Секретарь улыбнулся сладенькой улыбкой, словно попробовал кончиком языка какое-то очень вкусное блюдо.
— Или, например, другое его изречение: «Я никогда не пытался победить силой, когда мог победить обманом, ибо только победа, а не искусство побеждать доставляет славу».
Сар взглянул на него с огорчением.
— В том-то и дело, что вы в глубине своего сердца любите этих злодеев, которых вы венчаете вашим двусмысленным словом virtщ[2]. А для меня отвратительна эта геройски преступная доблесть. Она может быть допущена только как принудительный выход из положения.
— Такова уж жизнь! Ничего не поделаешь! — горячо уверял Макиавелли, словно его собственная жизнь была поставлена на карту.

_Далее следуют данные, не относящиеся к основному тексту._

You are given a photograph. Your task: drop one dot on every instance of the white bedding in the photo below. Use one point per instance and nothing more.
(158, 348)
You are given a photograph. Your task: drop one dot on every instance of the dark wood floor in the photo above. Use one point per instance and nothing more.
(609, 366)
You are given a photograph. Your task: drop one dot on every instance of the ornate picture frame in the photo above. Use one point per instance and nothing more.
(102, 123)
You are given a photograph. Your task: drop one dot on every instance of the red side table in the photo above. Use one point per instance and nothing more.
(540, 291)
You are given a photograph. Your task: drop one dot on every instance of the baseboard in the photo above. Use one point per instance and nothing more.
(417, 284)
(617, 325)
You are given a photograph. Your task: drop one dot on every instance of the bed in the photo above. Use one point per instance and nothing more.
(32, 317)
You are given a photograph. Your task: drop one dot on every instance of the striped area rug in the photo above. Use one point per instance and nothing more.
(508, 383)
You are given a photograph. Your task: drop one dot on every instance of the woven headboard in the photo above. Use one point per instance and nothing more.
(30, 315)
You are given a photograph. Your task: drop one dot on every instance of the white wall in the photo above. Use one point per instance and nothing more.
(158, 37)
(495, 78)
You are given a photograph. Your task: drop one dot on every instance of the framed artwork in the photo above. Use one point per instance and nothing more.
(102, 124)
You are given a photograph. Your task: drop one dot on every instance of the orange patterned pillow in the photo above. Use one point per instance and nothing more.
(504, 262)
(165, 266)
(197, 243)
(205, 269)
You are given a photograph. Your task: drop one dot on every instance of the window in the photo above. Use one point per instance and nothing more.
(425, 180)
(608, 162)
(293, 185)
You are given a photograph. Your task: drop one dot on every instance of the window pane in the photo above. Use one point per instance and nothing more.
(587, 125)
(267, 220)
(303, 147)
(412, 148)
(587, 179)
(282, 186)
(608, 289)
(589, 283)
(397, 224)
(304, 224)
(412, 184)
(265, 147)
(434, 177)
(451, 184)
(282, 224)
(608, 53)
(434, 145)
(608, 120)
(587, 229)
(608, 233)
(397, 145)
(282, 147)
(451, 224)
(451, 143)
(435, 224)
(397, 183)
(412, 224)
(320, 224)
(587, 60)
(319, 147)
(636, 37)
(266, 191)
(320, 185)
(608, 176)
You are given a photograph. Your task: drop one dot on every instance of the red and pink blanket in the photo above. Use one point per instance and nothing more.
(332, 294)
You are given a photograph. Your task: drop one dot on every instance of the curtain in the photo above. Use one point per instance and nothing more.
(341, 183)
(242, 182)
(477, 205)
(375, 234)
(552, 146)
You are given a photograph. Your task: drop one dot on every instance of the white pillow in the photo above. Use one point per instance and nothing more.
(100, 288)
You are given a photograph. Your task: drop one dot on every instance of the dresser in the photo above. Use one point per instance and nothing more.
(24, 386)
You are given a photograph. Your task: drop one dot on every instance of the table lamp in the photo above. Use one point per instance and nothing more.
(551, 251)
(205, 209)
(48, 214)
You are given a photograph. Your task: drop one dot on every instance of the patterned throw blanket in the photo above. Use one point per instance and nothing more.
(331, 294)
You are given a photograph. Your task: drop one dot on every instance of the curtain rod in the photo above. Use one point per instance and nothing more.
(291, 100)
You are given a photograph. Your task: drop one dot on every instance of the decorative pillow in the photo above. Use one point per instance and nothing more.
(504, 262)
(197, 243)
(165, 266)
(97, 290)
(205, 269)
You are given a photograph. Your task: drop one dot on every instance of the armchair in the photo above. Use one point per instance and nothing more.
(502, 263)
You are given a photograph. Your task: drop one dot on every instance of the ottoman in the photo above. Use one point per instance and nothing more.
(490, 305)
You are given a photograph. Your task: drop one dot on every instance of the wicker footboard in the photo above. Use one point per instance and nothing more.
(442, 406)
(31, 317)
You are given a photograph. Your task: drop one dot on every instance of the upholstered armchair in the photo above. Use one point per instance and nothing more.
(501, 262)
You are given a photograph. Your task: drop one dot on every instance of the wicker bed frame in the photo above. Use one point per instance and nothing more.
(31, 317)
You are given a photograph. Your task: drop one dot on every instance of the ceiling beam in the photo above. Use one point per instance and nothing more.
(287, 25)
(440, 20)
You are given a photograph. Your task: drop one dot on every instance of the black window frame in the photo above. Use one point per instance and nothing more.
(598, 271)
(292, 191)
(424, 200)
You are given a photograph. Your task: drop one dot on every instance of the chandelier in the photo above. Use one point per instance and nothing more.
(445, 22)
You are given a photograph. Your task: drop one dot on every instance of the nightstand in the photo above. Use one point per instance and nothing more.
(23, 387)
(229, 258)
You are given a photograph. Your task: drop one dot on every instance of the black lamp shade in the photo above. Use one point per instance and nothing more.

— Нет, это только маленькая частица жизни и пока еще не лучшая, — ответил cap грустным, но решительным тоном, свидетельствующим, что он не менее упорно, чем секретарь, думал над этим вопросом. — Поверьте, к этому надо подходить гораздо осторожней. Вот вам пример: вы говорите о вашем Кастракани так, словно побеждать обманом нехорошо, но побеждать силой не представляет собою ничего плохого. Но разве всякая война, с ее насилием и убийствами, разве всякое убийство человека или животного не является самым большим злом, какое только можно придумать?
— Вы имеете в виду открытую, честную войну? — спросил Макиавелли, недоверчиво покачивая головой.
— Да, открытую, честную войну.
— Но где же тогда будет геройство, честь, мужество, подвиги Фемистокла, Эпаминонда, Александра и Сципиона?
— Все это имеет второстепенное значение, в сущности, дело идет совсем о другом.
— И это говорите вы, воин, желающий вооружить евреев и собирающийся отправиться вместе с ними в поход против турок!
Уже и раньше они неоднократно резко спорили в своих беседах. Но на этот раз разговор незаметно зашел глубже. Реубени не любил пререканий и обычно не говорил ни о чем, кроме того, что непосредственно было связано с его дипломатическим поручением и в чем он усматривал поддержку для своей миссии. Но секретарь поймал его как раз на этом пункте, ловко переведя теоретический спор на предполагавшуюся войну с турками. Реубени не мог отступить.
Бесполезно прождав и на этот раз, они вместе вышли из Ватикана. Не переставая спорить, они дошли до Тибра. Зимний ветер гнал его желто-зеленые волны. Они перешли через мост Святого Ангела и прошли мимо Пантеона через весь город.
— Взгляните, мессер Николо! Рим остался прекрасен даже без когорт. А мой народ! Нужда его обезобразила: люди стали маленького роста, с большими головами, с узкой грудью, искривленные, пугливые, больные. Редко когда в них бьется старый источник радости жизни, красоты Израиля. Так вот, понимаете, когда в таком тяжелом положении, почти накануне гибели, не брезгаешь никакими средствами, даже самыми грешными, когда в борьбе со смертью хватаешься за оружие…
— А разве Италия не борется со смертью? Разве не громят ее варвары, разве не умоляет она Бога о спасении? Вас среди ваших называют Мессией. Мы уже тоже несколько столетий как ищем Мессию.
— У вас есть свое государство, вы не рассеяны, вы находитесь на своем месте, — жаловался Реубени.
Но Макиавелли не слушал его и продолжал:
— Мы надеялись найти Мессию в лице Кан Гранде, в лице Кола ди Риенци, Владислава Неаполитанского, Карла французского. Я сам считал таким — цезаря Борджиа, а впоследствии нашего Марса под тиарой — папу Юлия, с которого Микеланджело лепил Моисея. Все это потерпело неудачу. Фортуна не пожелала. Или, может быть, причина в том, что герои эти были сильными и дурными людьми, но все же недостаточно дурными?